3. Arectangular tank mousuring 40 cm by 30 cm by 20 cm is \( \frac{1}{4} \) filled with, water. How many more litres of water are needed so that \( \frac{4}{5} \) of the tank is filled with water?

To find out how much more water is needed, first, calculate the volume of the tank. The volume of the tank is given by multiplying its dimensions: \(40 \, \text{cm} \times 30 \, \text{cm} \times 20 \, \text{cm} = 24000 \, \text{cm}^3\). To convert this to liters, remember that 1000 cm\(^3\) equals 1 liter, so the total volume of the tank is 24 liters. Currently, the tank is \( \frac{1}{4} \) filled, which means it contains \( \frac{1}{4} \times 24 = 6 \) liters of water.
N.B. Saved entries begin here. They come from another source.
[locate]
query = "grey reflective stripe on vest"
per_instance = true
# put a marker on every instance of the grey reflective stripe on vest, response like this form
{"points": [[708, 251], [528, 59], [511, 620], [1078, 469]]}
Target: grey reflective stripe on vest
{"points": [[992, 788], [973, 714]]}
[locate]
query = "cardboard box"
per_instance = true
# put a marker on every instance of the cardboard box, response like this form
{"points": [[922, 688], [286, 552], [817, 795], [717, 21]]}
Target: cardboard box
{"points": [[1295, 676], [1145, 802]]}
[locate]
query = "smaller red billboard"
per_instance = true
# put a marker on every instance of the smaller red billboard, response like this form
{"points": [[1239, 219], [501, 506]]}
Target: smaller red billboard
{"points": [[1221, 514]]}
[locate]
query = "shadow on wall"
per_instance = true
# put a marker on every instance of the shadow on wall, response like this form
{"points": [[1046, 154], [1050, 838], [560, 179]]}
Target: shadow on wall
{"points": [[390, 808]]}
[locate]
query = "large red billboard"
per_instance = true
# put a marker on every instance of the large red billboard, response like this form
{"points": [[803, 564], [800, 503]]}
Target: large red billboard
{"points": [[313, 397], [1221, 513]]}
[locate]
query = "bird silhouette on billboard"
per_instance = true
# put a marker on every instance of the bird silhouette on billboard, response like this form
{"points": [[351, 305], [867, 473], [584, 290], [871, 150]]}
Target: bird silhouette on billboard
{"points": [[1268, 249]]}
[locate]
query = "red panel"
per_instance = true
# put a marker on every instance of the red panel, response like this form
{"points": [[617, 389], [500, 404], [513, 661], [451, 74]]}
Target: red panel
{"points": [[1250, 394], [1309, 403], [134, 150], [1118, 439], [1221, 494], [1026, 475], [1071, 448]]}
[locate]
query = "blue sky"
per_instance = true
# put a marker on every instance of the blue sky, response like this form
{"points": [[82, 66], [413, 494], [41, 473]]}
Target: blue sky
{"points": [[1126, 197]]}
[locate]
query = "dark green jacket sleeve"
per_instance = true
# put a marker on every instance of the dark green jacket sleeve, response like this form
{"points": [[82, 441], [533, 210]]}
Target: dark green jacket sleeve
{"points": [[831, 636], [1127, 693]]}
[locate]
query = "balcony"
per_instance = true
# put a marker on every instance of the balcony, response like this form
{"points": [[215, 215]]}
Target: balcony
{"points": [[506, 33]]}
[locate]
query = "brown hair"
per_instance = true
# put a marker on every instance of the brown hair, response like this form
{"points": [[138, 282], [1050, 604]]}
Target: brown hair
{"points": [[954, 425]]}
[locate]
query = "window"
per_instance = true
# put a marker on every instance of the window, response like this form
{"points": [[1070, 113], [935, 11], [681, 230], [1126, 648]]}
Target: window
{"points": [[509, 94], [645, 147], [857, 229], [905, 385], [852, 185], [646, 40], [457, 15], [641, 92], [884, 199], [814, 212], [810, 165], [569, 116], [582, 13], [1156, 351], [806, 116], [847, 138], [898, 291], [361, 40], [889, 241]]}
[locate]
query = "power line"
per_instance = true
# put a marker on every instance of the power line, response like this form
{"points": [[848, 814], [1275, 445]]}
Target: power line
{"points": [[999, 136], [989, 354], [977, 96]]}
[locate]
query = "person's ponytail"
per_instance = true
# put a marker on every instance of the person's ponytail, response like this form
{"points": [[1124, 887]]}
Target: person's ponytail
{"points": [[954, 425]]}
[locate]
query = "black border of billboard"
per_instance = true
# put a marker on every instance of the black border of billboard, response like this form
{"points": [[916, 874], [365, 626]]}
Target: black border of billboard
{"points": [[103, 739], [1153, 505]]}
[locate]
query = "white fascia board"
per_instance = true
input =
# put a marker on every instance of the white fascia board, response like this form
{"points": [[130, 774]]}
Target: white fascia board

We want to fill the tank to \( \frac{4}{5} \) of its total volume: \( \frac{4}{5} \times 24 = 19.2 \) liters. Now, subtract the current amount of water from the desired amount: \( 19.2 \, \text{liters} - 6 \, \text{liters} = 13.2 \, \text{liters} \). Thus, 13.2 more liters of water are needed to fill the tank to \( \frac{4}{5} \). To make sure your calculations stay error-free, keep an eye on unit conversions. It’s easy to mix up volume measurements, especially when switching from cubic centimeters to liters. Double-check every step, and always write down the formulae or conversions you're using, just to keep your thinking clear!